Today's census is five (5) residents in care with three (3) residents on hospice services. Facility is licensed for six (6) non-ambulatory and hospice waiver for 6. Facility is compliance to licensure.

During today's inspection, LPA conducted an inspection of six residents rooms, two bathrooms, kitchen and the common areas. LPA observed outside to be free of obstructions. Based on the areas toured, LPA observed no health, safety and personal rights violation. LPA observed facility to have sharps, toxins and medications to be locked and inaccessible to other residents in care.

LPA observed license and Administrator Certificate to be posted in a conspicuous space. LPA observed Administrator Certificate #7027603740 to be active with expiration date of 2/28/2026.

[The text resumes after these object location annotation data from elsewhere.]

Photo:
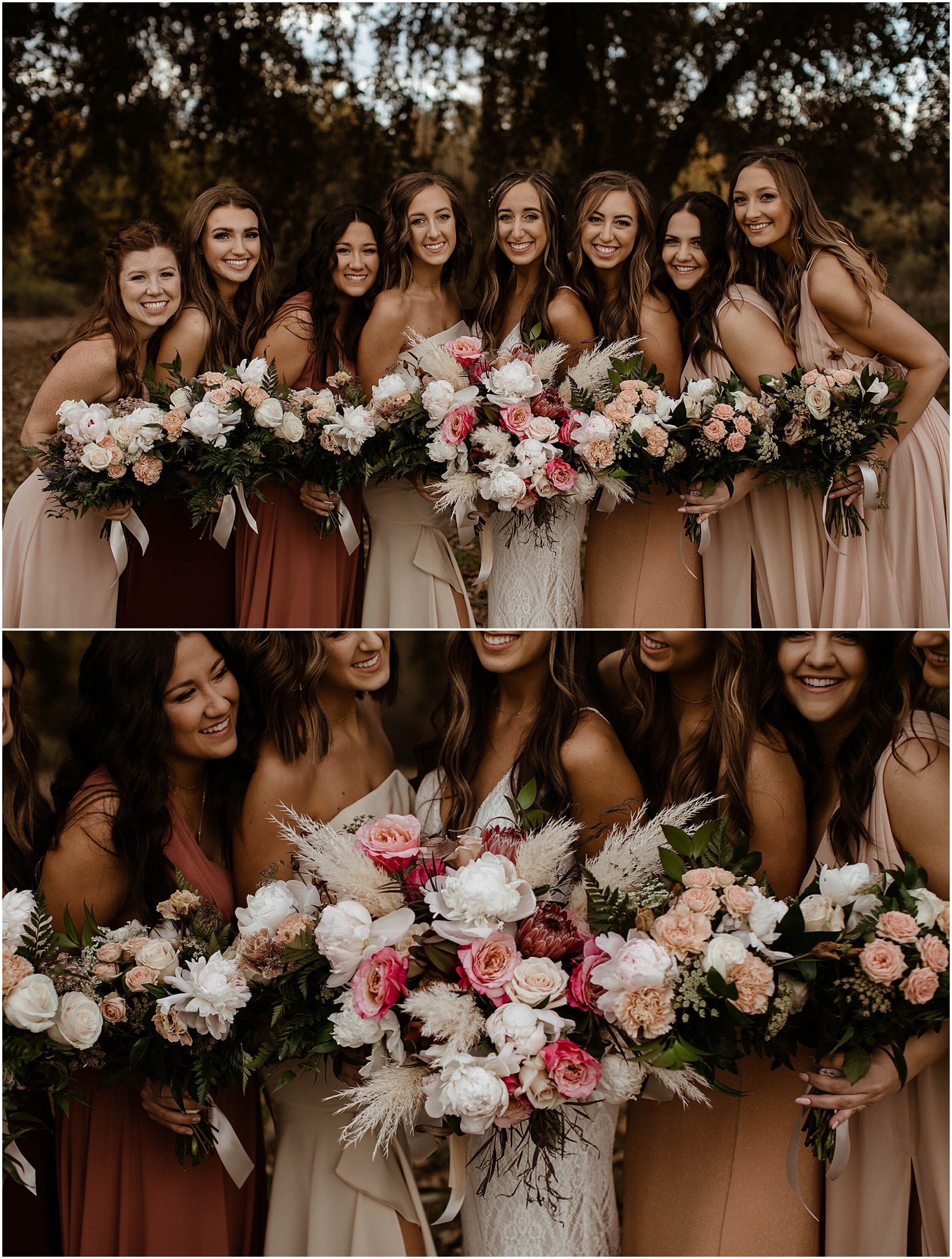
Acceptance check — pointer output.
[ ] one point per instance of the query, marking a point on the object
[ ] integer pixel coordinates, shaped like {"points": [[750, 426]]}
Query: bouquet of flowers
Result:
{"points": [[723, 431], [825, 422], [879, 974]]}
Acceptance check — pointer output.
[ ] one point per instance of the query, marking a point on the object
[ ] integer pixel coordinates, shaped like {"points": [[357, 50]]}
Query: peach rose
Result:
{"points": [[920, 985], [883, 962]]}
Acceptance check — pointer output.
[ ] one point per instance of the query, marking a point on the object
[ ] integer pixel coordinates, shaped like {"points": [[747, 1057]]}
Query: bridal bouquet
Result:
{"points": [[825, 422], [879, 976]]}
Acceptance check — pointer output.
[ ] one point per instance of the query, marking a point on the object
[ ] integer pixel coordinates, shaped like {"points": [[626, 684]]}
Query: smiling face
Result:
{"points": [[521, 226], [682, 254], [761, 212], [934, 645], [231, 243], [150, 286], [823, 674], [357, 660], [610, 231], [202, 702], [358, 261]]}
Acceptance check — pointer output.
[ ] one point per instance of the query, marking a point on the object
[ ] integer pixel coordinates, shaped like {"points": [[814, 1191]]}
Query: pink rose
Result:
{"points": [[458, 423], [883, 962], [920, 985], [380, 983], [488, 963], [934, 952], [897, 926], [561, 475], [573, 1070], [391, 842]]}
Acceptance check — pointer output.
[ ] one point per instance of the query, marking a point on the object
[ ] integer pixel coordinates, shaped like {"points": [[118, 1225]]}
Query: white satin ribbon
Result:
{"points": [[458, 1179], [871, 491], [228, 1147], [118, 540]]}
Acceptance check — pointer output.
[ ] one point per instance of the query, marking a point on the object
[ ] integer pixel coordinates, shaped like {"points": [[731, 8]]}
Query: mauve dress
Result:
{"points": [[288, 577], [902, 1141], [897, 573], [121, 1188]]}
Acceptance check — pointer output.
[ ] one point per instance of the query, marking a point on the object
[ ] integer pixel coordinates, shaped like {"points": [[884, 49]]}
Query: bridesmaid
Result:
{"points": [[57, 569], [689, 706], [155, 782], [324, 753], [730, 329], [31, 1221], [517, 708], [829, 294], [412, 576], [878, 770], [185, 580], [615, 274], [286, 576]]}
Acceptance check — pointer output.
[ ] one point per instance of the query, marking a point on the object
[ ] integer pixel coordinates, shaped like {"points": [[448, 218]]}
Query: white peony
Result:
{"points": [[211, 994], [78, 1021]]}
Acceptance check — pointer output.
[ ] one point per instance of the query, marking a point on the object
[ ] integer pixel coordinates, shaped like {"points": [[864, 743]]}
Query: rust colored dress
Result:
{"points": [[286, 576], [121, 1188]]}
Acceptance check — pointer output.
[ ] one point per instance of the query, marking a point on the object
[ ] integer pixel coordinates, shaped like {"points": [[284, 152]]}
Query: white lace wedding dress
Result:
{"points": [[502, 1223], [536, 582]]}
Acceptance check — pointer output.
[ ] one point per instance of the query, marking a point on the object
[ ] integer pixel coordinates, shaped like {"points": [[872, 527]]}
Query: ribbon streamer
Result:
{"points": [[228, 1147], [118, 540], [458, 1179]]}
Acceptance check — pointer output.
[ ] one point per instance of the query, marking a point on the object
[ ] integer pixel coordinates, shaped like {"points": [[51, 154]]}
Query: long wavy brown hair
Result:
{"points": [[107, 316], [883, 707], [397, 262], [464, 716], [810, 231], [616, 315], [717, 758], [232, 334], [497, 272], [27, 813]]}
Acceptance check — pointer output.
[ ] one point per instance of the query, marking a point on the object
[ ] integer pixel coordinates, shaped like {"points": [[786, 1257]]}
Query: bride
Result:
{"points": [[324, 753], [536, 580], [516, 709]]}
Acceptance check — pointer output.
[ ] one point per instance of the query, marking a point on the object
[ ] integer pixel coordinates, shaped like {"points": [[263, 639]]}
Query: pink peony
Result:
{"points": [[920, 985], [488, 963], [380, 983], [897, 926], [573, 1070], [391, 842], [883, 962]]}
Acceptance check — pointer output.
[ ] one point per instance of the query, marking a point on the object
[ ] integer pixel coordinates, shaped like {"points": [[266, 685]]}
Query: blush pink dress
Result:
{"points": [[121, 1188], [897, 573], [902, 1141], [288, 577]]}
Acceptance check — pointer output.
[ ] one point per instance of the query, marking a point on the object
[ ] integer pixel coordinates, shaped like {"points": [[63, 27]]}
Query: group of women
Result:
{"points": [[819, 745], [751, 286]]}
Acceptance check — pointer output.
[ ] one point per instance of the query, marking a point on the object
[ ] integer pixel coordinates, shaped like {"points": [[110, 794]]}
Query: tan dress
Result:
{"points": [[897, 573], [775, 527], [327, 1199], [903, 1139]]}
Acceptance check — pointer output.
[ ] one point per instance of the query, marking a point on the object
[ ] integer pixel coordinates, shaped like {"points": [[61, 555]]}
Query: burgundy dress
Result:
{"points": [[121, 1188], [288, 577]]}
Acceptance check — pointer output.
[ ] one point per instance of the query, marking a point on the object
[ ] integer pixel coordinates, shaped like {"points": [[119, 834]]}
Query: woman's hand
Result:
{"points": [[314, 498], [847, 1099], [159, 1105]]}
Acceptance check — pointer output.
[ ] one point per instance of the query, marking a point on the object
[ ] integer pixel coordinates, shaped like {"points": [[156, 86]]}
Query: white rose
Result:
{"points": [[843, 885], [78, 1021], [270, 414], [723, 952], [16, 912], [32, 1007], [290, 428]]}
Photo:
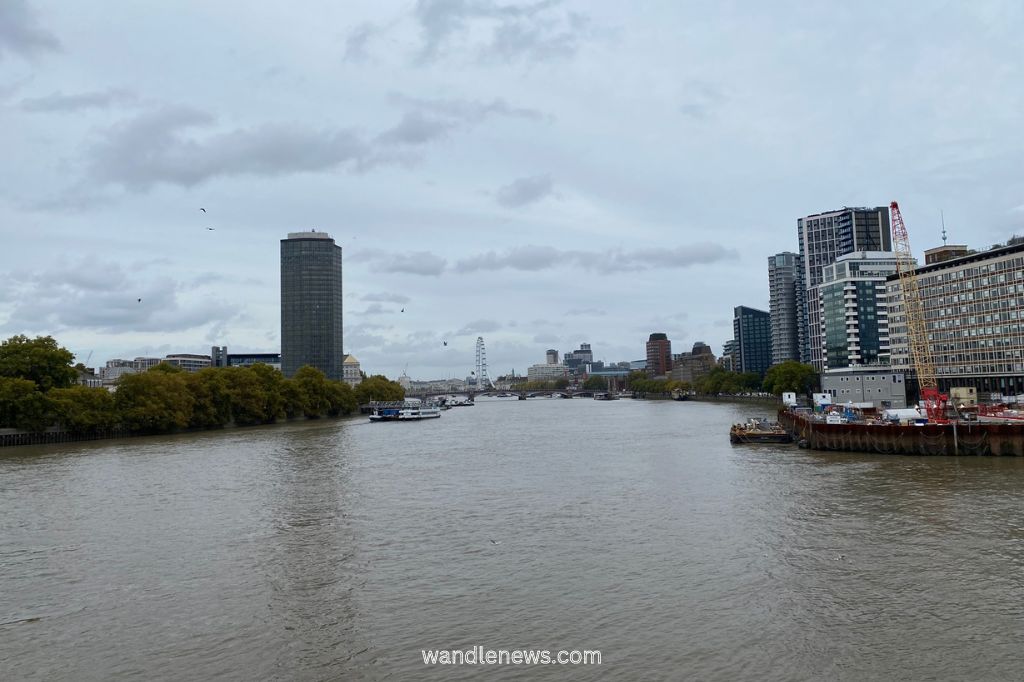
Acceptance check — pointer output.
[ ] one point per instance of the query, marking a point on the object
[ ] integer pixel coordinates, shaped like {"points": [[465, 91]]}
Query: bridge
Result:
{"points": [[494, 392]]}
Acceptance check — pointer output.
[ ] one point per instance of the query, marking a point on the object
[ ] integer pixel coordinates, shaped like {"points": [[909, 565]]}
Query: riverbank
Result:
{"points": [[15, 438], [964, 438]]}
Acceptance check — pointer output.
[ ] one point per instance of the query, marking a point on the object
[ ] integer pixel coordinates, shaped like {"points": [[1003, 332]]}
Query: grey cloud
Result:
{"points": [[529, 258], [524, 190], [514, 39], [20, 34], [419, 262], [355, 43], [385, 297], [154, 147], [104, 297], [700, 99], [372, 309], [479, 327], [532, 258], [178, 145], [530, 31], [427, 120], [57, 101]]}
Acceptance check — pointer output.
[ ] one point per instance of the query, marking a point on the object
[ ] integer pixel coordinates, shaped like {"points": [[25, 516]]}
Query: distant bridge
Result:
{"points": [[521, 394]]}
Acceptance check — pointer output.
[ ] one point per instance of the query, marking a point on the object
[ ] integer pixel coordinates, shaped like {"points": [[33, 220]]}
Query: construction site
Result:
{"points": [[936, 425]]}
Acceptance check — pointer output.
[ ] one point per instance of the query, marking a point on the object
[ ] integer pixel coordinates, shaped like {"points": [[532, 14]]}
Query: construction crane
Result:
{"points": [[916, 330]]}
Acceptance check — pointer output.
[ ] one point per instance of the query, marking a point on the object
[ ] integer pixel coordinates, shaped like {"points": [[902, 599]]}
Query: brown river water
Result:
{"points": [[339, 550]]}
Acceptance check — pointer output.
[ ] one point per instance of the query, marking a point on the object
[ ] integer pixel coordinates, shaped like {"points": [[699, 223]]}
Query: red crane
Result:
{"points": [[916, 330]]}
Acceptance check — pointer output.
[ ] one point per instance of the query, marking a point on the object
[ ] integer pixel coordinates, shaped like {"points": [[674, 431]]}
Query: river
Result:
{"points": [[341, 549]]}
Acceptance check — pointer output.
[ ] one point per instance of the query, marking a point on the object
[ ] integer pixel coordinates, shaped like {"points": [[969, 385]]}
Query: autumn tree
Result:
{"points": [[40, 360]]}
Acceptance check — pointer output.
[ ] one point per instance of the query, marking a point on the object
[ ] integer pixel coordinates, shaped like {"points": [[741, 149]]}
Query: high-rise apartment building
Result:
{"points": [[785, 296], [658, 355], [974, 315], [822, 239], [310, 304], [752, 333], [853, 311]]}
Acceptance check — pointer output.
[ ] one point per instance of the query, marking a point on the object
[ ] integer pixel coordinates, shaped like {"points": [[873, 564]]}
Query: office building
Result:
{"points": [[822, 239], [691, 366], [752, 333], [547, 372], [578, 359], [658, 355], [310, 304], [352, 374], [729, 360], [881, 387], [974, 315], [785, 296], [853, 327]]}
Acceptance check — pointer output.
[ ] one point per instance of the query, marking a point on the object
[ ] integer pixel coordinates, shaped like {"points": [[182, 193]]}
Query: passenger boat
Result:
{"points": [[402, 411], [759, 430]]}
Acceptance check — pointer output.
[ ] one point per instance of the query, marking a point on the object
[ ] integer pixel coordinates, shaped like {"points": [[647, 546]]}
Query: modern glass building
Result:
{"points": [[785, 296], [974, 314], [823, 238], [752, 333], [853, 327], [310, 304], [658, 354]]}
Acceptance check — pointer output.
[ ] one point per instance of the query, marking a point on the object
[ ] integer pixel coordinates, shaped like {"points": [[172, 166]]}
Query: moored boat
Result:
{"points": [[759, 430], [409, 410]]}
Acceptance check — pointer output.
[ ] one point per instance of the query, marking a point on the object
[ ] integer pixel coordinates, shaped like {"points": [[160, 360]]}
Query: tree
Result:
{"points": [[83, 410], [341, 398], [312, 391], [23, 406], [378, 387], [211, 397], [40, 360], [790, 376], [275, 392], [155, 401]]}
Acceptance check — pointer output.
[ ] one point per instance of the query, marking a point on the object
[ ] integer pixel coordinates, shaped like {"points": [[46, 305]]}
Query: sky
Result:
{"points": [[539, 173]]}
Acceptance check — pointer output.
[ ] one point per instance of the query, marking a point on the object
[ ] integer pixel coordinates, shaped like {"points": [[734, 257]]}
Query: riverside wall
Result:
{"points": [[960, 438]]}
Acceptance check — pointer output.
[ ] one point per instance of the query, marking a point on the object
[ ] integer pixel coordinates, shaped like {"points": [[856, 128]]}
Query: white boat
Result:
{"points": [[403, 411]]}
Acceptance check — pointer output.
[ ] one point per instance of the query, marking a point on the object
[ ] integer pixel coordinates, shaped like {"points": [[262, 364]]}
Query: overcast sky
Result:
{"points": [[539, 173]]}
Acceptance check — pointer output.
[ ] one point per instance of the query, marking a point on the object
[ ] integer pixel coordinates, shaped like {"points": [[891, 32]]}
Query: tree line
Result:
{"points": [[39, 389]]}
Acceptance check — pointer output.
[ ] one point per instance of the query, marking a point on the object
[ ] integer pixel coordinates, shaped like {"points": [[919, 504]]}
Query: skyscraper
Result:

File review was conducted for five residents and five personnel records. LPA observed initial training completed. LPA observed documentation of annual training to be pending. LPA was informed partial training has not been inputted on file for S1 and S2.

Care tool completed and facility was found to be in compliance.

Exit interview conducted. Signature on this form acknowledges receipt of report.
SUPERVISORS NAME: Anthony Perez
LICENSING EVALUATOR NAME: Cassie Yang
LICENSING EVALUATOR SIGNATURE: DATE: 11/21/2024
I acknowledge receipt of this form and understand my licensing appeal rights as explained and received.
FACILITY REPRESENTATIVE SIGNATURE: DATE: 11/21/2024
This report must be available at Child Care and Group Home facilities for public review for 3 years.